2040 kritik bir tarih
Kılıç’ın konuşmasının ardından konferansın son teması 'aktif yaş alma' için oturumdan önce güncel veriler paylaşıldı. Türkiye'de bugün nüfusun yaş ortalamasının 31 olduğunu belirten Yasemin Özen Gürelli, "2050’ye baktığımızda ortalama yaş 41’e çıkıyor. Bizim için kritik tarih 2040. Bunu not edelim, ciddi bir kırılma göreceğiz. 65 yaş oranı genç nüfusu geride bırakacak" dedi.

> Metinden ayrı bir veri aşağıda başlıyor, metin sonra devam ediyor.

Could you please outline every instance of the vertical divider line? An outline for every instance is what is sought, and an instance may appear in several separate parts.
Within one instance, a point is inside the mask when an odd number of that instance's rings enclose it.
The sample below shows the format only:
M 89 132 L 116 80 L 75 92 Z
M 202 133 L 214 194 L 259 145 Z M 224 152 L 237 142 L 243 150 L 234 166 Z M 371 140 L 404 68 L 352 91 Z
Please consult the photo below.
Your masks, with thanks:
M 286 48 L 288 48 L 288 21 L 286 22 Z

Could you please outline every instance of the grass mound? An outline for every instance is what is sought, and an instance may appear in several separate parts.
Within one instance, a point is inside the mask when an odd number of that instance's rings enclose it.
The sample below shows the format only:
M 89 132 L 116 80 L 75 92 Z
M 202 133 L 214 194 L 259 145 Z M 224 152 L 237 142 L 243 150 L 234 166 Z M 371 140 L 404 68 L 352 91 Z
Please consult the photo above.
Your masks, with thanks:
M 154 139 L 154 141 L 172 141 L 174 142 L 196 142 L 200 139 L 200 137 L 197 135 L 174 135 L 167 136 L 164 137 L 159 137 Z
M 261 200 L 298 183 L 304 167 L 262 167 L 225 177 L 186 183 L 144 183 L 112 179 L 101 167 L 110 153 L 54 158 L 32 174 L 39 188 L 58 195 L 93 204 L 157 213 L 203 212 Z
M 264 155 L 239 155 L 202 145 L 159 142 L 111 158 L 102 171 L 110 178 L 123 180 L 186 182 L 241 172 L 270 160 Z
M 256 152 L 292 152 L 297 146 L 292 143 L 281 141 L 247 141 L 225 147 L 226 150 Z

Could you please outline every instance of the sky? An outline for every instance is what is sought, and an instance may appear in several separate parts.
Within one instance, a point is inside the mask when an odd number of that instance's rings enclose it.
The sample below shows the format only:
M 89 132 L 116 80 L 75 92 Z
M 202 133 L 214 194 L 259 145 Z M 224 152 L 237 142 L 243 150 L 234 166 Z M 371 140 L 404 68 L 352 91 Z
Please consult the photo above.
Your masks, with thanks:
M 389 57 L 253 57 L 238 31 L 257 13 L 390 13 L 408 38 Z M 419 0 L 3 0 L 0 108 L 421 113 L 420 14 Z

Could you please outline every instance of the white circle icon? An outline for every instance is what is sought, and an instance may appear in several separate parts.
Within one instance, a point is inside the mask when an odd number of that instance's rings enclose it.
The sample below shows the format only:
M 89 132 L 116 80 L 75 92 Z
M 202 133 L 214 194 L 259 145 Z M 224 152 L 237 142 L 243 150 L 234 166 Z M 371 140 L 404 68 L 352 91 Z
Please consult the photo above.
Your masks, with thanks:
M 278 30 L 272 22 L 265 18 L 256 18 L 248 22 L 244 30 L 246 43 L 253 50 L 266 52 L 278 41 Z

Sağlıklı yaşamanın artık makro bi trende dönüştüğü dile getiren Toygun Yılmazer ise, "Mark Hyman gibi doktorları süperstar kadar tanır hale geldik. Uzun yaşam odak noktamız oldu. İleri yaşa odak artınca, onlara hitap eden konular da artıyor. Örneğin, Çin’de ileri yaşların sosyal medyası söz konusu ya da artık dünyada moda markaları da birçok kampanyada ileri yaşta isimler kullanıyorlar. Özetle artık yaşlılıkta hayattan çekilmek değil, aktif rol almak daha ön planda" diye konuştu.
Ben daha olmadım
Yaş alma temasının konuşulduğu günün son oturumu, gazeteci-yazar Zeynep Miraç moderatörlüğünde, sanatçı Haldun Dormen'in katılımıyla gerçekleştirildi. Miraç'ın uzun yaşamının sırlarını sorduğu Dormen şunları söyledi: “Hiçbir zaman durmayın. Emekli olmayın. Benim ajandam hep dolu. Kendimi zinde tutmak için çalışıyorum. Öte yandan, hayatı olduğu gibi kabul ediyorum. Mutluyum. Hayat çok güzel bir şey. Kötü olayların kapasını kapar, hep devam ederim. Çünkü yaşamın anlamını bulmak, her anın keyfine varmak lazım. Sürekli gelişmek… Mesela oldum mu, ben daha olmadım.”